Problem: Patient data cannot leave the hospital network

Solution: Local models for imaging triage, transcription, summarization

HIPAA-compliant AI without cloud risk

Manufacturing line inference

Problem: Need sub-second AI decisions, no internet on the factory floor

Solution: Edge AI box running optimized small models for quality / defect detection

Real-time decisions, no cloud dependency

IP-sensitive R&D

Problem: Research and engineering teams can't paste IP into ChatGPT

Solution: In-house code/text assistant on local models, fine-tuned on your codebase

Team gets AI productivity without leaking IP

2–6 weeks for first deployment

Relevant Industries

Frequently Asked Questions

What does 'local AI' actually mean?

The AI model runs on your hardware — your servers, your data center, or an air-gapped box on your network. Your data never leaves. No API calls to OpenAI or Anthropic.

Why start with small models?

Small models (3B–8B parameters: Llama 3.2, Qwen 2.5, Phi-3.5) run on a single GPU box, give you real results in days, and let you prove the use-case before spending big on infrastructure. Most projects fail because they started with the biggest possible model.

When do we need bigger models?

Once the small-model baseline is working and you've identified specific gaps. Then we fine-tune on your data and/or move to larger models (70B+). Always grounded in measurable ROI, never speculation.

What hardware do we need?

For small models: a single GPU server (NVIDIA L4, A10, or RTX 4090 class) — typically €5K–€10K of hardware. For 70B+ models: multi-GPU setup or H100 server. We help spec the hardware based on your use-case.
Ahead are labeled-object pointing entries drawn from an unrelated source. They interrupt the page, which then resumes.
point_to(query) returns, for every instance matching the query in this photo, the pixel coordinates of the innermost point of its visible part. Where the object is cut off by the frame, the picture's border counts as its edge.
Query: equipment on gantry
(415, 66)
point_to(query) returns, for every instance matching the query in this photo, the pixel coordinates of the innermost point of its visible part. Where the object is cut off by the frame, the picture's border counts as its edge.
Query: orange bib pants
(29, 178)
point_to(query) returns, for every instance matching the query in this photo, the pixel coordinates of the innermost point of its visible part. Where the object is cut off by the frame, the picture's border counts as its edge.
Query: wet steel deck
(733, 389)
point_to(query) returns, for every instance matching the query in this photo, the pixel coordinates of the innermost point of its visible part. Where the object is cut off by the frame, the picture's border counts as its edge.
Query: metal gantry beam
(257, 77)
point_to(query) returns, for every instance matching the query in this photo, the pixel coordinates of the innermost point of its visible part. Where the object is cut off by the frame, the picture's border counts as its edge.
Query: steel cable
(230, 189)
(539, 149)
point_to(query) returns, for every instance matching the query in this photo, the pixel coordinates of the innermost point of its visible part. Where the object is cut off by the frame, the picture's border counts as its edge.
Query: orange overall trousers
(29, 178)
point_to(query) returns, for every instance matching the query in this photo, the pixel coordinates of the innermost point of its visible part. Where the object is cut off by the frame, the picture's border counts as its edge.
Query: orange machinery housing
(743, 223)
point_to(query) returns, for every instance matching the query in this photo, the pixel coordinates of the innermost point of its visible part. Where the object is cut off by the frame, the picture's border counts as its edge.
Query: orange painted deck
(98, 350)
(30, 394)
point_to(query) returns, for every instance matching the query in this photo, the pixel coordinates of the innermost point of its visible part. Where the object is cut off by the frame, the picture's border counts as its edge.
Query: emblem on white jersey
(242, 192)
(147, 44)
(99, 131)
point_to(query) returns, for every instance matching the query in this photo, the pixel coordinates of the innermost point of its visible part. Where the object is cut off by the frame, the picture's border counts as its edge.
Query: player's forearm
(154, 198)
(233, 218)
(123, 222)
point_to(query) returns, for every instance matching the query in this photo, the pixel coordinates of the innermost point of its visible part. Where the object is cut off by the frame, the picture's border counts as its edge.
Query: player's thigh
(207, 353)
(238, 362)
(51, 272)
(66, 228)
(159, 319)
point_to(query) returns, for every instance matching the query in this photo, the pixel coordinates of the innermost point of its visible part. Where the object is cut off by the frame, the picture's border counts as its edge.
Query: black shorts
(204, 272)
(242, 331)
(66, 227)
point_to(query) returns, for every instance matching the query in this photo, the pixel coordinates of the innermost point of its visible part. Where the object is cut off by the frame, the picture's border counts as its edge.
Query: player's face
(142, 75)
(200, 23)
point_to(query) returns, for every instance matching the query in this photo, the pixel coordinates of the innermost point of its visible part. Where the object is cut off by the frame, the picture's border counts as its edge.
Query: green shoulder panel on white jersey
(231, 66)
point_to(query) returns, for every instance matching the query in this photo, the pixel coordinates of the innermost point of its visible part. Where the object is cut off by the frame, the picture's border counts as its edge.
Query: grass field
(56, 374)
Can we fine-tune on our own data?

Yes. We can fine-tune on your documents, transcripts, code, or any structured data you have. Fine-tuning runs entirely on your hardware — training data never leaves your network.

What use-cases does this actually work for?

Document Q&A (RAG over private docs), classification, summarization, extraction, transcription, code assistance, image analysis. Not yet: cutting-edge reasoning at frontier-model level — for that, you still want Claude or GPT (and accept the cloud trade-off).